The clerk's transcript includes Reiner's form application for an order vacating the prefiling order under section 391.8. Attached to that application is Reiner's response to the prompt asking him to describe the material change in facts that had occurred since the prefiling order was issued and how the "ends of justice would be served by vacating the order" in which he discusses settlements he reached in various litigations. Reiner's response was not under penalty of perjury and, as it appears in the clerk's transcript, was not supported by any documentary evidence. In any event, the substance of his application was not before the trial court when it issued the prefiling order.

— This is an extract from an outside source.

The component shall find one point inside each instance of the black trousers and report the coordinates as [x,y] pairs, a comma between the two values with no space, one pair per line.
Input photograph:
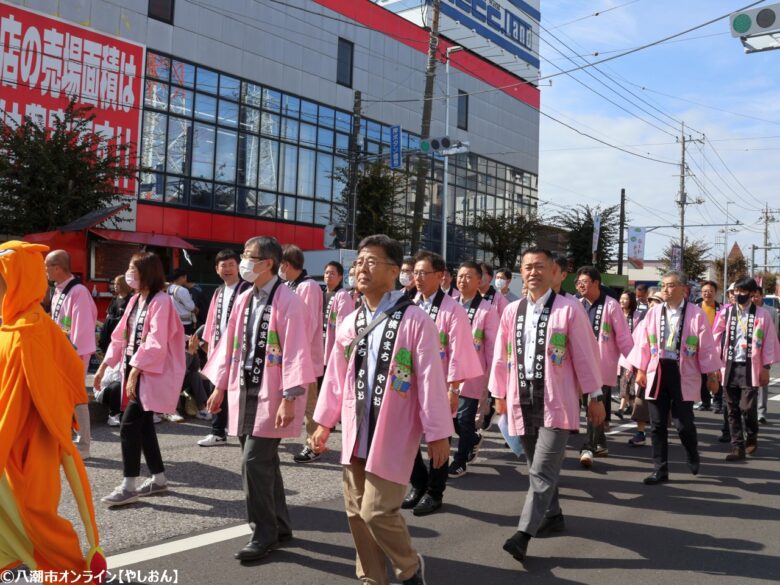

Reiner asserts that he submitted documentary evidence in support of his form application that was not included in the clerk's transcript. He asserts he was advised by a court clerk to "just attach" that evidence as exhibits. Attached to his appellate opening brief are documents identified as Exhibits B through G which appear to be parts of settlement agreements or correspondence referring to settlement agreements which are not included in the clerk's transcript. Even if those exhibits were properly before this court on appeal, Reiner admitted at oral argument that none of the exhibits had been presented to the trial court before it issued the prefiling order and are thus irrelevant to our review. Furthermore, the exhibits do not assist Reiner because they are unauthenticated and otherwise consist of such limited portions of settlement agreements that they do not show Reiner's underlying claims had sufficient merit to justify his adversaries from entering into anything other than token settlements with him.
We deny Reiner's request filed on November 25, 2020 that we take judicial notice of (1) this court's two recent orders dismissing Reiner's appeals in other cases pursuant to the prefiling order issued in this case; and (2) this court's order in the instant case granting Reiner an extension of time to serve and file his appellate opening brief. The dismissal orders are irrelevant to the issues presented in this appeal, having necessarily been issued after the trial court issued the prefiling order in this case because they enforced it. The order granting Reiner an extension is already part of the appellate record in this case. --------
DISPOSITION
The order is affirmed. Respondent shall recover costs on appeal.
FYBEL, ACTING P. J. WE CONCUR: THOMPSON, J. GOETHALS, J.